On that page, you learn the long-term performance statistics of a number of different asset classes. Here’s a simple list version of the chart:

  • Real estate (REITs): 11.2%
  • Gold: 8.4%
  • S&P 500: 8.2%
  • Foreign stocks (EAFE): 6.5%
  • Bonds: 6.3%
  • Homes: 2.7%
  • Inflation: 2.5%
  • Average investor: 2.3%

That’s what happened from 1993 through 2012, according to data gathered by market research firm Dalbar and cited by J.P. Morgan in its report. People tend to focus on the last item, the relative performance of the average mutual fund investor.

That’s a terrible result, I know, but I want to point out instead the two entries just above, inflation and home prices.

retirement

All investing at its root has the same goal, to beat inflation by a wide enough margin to allow your savings to grow by compounding in a reasonable period of time. Given that most people save for 20 to 30 years in order to retire, that is what we have to consider “reasonable.”

So, your target is double, double again and maybe double one more time. One becomes two, two becomes four, then becomes eight.

What many people do instead is focus on the single biggest asset in their lives, their home. That’s not a bad thing. Owning a home can be a great deal, since you get to live in it while you pay it off and the taxes and interest are deductible.

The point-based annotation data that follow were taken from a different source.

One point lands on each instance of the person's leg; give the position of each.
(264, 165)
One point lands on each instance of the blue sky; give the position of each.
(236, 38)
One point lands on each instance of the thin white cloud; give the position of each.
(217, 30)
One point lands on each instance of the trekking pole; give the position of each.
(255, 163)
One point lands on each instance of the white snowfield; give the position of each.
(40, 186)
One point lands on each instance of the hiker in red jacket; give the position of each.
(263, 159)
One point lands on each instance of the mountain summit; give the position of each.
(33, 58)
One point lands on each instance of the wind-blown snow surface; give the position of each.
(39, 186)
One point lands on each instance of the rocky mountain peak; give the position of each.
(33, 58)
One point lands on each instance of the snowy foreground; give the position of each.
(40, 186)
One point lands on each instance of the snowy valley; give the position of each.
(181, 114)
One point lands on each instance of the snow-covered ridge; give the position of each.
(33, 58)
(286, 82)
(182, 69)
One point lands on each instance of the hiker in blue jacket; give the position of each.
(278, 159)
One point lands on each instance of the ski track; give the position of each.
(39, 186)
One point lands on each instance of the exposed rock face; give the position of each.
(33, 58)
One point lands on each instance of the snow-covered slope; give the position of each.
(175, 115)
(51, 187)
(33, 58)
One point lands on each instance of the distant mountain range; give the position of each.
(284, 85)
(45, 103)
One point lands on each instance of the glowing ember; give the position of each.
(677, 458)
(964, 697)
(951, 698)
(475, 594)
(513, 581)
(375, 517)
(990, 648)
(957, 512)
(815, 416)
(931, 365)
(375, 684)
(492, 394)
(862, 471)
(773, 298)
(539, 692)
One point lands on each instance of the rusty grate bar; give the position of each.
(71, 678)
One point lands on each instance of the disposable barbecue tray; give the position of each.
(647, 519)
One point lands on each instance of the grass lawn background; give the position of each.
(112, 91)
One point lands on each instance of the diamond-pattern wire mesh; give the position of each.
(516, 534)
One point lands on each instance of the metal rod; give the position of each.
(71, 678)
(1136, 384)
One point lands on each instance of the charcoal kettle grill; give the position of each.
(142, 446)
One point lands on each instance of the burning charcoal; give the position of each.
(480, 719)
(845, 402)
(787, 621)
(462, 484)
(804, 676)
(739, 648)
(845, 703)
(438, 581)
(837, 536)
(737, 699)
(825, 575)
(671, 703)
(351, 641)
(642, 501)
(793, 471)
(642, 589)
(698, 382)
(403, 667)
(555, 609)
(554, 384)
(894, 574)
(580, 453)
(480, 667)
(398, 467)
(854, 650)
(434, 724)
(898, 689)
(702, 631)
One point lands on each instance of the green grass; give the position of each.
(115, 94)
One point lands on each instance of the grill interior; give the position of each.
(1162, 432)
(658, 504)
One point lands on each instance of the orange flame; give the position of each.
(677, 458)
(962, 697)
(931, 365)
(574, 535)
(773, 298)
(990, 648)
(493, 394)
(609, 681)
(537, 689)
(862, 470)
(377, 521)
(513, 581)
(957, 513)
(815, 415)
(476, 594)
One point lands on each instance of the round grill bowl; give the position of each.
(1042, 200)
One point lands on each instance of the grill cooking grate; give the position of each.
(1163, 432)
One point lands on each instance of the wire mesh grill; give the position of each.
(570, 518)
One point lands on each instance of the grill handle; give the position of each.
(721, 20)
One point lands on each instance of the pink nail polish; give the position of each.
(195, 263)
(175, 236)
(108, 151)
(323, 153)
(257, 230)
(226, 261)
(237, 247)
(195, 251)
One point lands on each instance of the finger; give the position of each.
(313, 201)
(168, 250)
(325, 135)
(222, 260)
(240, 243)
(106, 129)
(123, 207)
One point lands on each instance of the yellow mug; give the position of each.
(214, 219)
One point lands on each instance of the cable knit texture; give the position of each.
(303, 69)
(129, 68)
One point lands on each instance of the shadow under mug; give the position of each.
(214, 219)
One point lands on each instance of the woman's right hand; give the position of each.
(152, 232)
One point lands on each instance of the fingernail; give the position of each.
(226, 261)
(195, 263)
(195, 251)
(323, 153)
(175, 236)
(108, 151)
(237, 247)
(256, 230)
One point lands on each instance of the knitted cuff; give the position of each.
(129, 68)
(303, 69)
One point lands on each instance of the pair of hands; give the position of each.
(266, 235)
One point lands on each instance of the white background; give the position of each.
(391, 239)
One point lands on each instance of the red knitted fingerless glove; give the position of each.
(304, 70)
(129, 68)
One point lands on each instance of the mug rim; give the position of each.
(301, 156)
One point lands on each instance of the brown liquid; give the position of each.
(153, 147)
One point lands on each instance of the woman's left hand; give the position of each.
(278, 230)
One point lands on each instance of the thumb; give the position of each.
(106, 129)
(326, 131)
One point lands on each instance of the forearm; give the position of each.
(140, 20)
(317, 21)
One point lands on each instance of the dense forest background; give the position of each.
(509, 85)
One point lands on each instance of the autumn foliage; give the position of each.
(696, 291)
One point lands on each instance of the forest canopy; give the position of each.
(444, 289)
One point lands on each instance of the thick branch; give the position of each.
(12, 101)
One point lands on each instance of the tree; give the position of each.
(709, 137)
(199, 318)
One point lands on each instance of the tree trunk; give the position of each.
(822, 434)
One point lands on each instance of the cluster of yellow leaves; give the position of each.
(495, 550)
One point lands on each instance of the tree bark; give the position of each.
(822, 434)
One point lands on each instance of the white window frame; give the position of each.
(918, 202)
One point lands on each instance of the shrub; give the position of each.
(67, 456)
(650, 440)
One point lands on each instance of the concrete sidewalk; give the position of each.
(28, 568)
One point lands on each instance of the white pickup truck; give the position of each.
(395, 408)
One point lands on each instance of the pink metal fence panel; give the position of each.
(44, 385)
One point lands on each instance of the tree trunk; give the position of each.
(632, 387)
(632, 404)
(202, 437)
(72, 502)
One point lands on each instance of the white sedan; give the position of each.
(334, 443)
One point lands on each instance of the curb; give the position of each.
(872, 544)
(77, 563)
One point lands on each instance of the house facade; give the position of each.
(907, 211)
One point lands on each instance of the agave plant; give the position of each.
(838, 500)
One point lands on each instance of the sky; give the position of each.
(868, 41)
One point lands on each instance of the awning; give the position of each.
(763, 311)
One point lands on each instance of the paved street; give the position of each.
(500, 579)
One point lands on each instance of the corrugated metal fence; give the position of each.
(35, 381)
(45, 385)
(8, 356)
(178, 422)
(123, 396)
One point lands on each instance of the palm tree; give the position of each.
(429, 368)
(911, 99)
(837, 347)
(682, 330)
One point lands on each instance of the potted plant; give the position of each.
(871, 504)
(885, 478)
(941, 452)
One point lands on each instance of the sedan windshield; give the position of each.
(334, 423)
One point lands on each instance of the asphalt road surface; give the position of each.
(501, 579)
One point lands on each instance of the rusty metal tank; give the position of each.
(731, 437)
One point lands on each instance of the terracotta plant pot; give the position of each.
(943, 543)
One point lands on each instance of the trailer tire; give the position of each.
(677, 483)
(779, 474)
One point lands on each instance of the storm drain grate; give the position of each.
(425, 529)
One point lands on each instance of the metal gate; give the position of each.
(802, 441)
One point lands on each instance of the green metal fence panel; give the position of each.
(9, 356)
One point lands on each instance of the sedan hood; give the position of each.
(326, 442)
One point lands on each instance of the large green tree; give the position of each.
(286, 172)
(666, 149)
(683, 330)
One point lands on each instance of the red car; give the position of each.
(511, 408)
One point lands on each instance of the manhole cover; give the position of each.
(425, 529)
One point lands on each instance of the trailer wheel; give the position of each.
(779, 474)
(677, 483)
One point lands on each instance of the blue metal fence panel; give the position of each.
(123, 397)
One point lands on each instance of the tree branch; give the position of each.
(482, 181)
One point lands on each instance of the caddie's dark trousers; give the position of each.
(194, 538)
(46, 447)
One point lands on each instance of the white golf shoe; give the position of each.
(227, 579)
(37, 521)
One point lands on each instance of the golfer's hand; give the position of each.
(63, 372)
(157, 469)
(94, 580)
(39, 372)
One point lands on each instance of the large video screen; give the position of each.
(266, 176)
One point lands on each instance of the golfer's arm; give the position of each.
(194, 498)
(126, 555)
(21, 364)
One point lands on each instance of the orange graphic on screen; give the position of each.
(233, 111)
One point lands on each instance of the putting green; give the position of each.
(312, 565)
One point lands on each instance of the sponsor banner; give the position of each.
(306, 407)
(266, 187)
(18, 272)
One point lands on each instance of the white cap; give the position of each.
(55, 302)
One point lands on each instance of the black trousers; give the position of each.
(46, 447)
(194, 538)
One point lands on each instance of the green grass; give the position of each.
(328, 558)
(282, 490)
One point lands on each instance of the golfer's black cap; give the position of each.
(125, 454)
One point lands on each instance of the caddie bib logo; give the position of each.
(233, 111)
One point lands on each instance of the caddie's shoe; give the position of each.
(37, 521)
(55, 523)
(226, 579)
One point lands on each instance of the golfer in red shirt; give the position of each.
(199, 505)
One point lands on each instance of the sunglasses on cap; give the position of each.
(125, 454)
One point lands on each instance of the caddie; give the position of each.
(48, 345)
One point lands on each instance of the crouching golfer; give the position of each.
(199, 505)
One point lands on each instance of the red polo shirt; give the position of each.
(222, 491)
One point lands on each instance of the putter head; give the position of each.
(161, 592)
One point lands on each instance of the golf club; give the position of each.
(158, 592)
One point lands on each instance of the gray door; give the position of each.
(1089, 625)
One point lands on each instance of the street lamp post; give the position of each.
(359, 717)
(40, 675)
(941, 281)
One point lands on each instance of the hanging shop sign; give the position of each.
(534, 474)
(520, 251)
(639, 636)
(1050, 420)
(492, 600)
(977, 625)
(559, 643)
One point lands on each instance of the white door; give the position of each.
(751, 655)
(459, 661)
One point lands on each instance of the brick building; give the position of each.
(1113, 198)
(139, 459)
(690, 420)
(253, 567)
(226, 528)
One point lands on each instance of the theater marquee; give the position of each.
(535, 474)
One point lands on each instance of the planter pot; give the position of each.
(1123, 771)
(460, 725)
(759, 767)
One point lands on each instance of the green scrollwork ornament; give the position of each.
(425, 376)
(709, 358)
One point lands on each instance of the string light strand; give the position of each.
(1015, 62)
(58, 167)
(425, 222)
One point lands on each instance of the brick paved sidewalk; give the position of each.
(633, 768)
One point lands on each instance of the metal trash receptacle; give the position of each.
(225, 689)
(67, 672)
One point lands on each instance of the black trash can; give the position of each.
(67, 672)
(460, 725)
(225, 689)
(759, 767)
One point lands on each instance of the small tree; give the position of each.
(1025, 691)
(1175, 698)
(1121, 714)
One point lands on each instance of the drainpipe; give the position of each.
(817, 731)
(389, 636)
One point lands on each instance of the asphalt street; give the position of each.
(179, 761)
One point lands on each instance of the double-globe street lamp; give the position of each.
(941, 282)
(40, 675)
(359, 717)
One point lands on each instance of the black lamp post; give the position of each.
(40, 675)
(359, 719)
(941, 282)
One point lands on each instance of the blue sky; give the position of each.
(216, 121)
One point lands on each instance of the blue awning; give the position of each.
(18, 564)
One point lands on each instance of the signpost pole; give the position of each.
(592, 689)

But you shouldn’t confuse owning a home with real retirement savings. Even if you plan to downsize, the amount cash you might realize in a sale and repurchase will not be significant.

Meanwhile, your home “investment” is only growing at about the rate of inflation, which is to say, by nearly zero.

Your return goal should be to safely double your savings every decade. That would require you to earn at least 7.2%. Add in normal inflation, and your goal becomes something closer to 10%.

Can you do that these days? The short answer is yes. An all-stock portfolio in the years from 1950 through 2013, a period which included every major market crash and hiccup in modern times, nevertheless gained 11% annualized.

A bond portfolio did 6.1%, and a 50-50 stock and bond mix returned 9%, according to J.P. Morgan’s analysis.

Lower costs are key

The real trick is owning enough stocks early, when those market declines are opportunities to buy rather than a headache to endure, then slowly move over to a less-volatile mix of income investments as you age.

That type of portfolio management is getting easier and easier to do at greatly reduced cost, thanks to ETFs and simple online software. So, yes, buy a home and keep it repaired and enjoy those tax breaks year after year.

Just don’t bet your retirement on it.